Statistical analyses

Results are reported as the number of individuals (n) and the frequency (%) of thyroid function abnormalities in the random sample of women, as well as in women with known or later diagnosed thyroid disease. Furthermore, results were stratified by treatment and subtype of clinically detected thyroid disease.

Statistical analyses were performed using STATA v11 (Stata Corp., College Station, TX). Informed consent was signed at the time of enrollment in the DNBC. The study was approved by the Danish Data Protection Agency (J.nr. 2012-41-0046; J.nr. 2012-41-0171) and the Danish Ethics Committee (N-20130054).

Results

Abnormal maternal thyroid function in a random sample of pregnant women

Altogether, 7624 pregnant women (median age 30 years; range 16–47 years; 49.6% expecting their first child) in the 12% random sample had available measurements of TSH and fT4 in the early pregnancy blood sample (Fig. 1), and the overall frequency of abnormal thyroid function test results in this group of women was 12.5% (Table 1). Overt hyperthyroidism was more frequent than overt hypothyroidism, whereas subclinical hypothyroidism was more common than subclinical hyperthyroidism. The subsequent exclusion of women with known thyroid disease prior to blood sampling or later diagnosed thyroid disease did not considerably change these figures (Table 1).

Table 1.

Frequency of Biochemical Thyroid Dysfunction in a Random Sample of 7624 Pregnant Women Enrolled in the Danish National Birth Cohort

	All women in the random sample		No known thyroid disease^a		No known or later diagnosed thyroid disease^b
	n = 7624		n = 7476		n = 7323
	n	%	n	%	n	%
Thyroid dysfunction	951	12.5	904	12.1	847	11.6
Hyperthyroidism	271	3.6	255	3.4	234	3.2
Overt	118	1.6	111	1.5	97	1.3
Subclinical	153	2.0	144	1.9	137	1.9
Hypothyroidism	357	4.7	332	4.5	304	4.2
Overt	55	0.7	51	0.7	40	0.6
Subclinical	302	4.0	281	3.8	264	3.6
Abnormal fT4, normal TSH	323	4.2	317	4.2	309	4.2
Isolated low fT4	174	2.3	169	2.2	163	2.2
Isolated high fT4	149	1.9	148	2.0	146	2.0

See text for definition of subtypes of biochemical thyroid dysfunction.

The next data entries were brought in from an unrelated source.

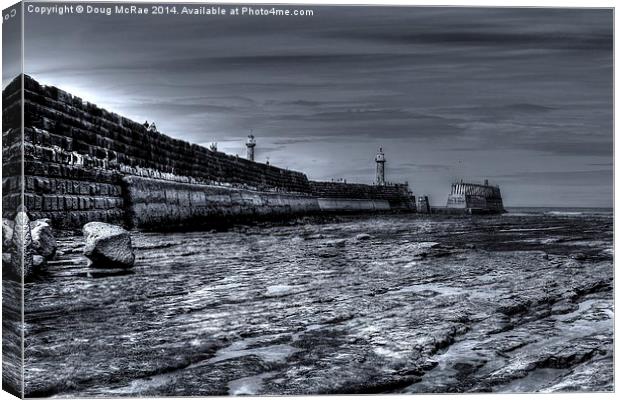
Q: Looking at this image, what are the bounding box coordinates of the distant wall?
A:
[318,198,391,212]
[310,181,415,211]
[123,176,320,230]
[3,76,415,228]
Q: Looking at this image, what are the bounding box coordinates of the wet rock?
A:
[8,208,34,279]
[2,252,13,268]
[571,253,588,261]
[2,218,15,251]
[82,222,135,268]
[32,254,45,267]
[551,301,579,314]
[30,219,57,259]
[325,239,347,247]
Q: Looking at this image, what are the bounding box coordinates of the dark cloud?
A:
[25,5,613,206]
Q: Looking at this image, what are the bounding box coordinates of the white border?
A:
[0,0,620,400]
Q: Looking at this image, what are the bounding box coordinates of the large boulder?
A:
[2,218,15,253]
[9,209,34,279]
[30,219,56,260]
[82,222,135,268]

Women in the random sample with no registration of thyroid disease (hospital diagnosis, redeemed prescription or self-reported disease) before the blood sample was drawn.

Women in the random sample with no registration of thyroid disease (hospital diagnosis, redeemed prescription or self-reported disease) before or after the blood sample was drawn in the pregnancy and in the five-year period after the pregnancy.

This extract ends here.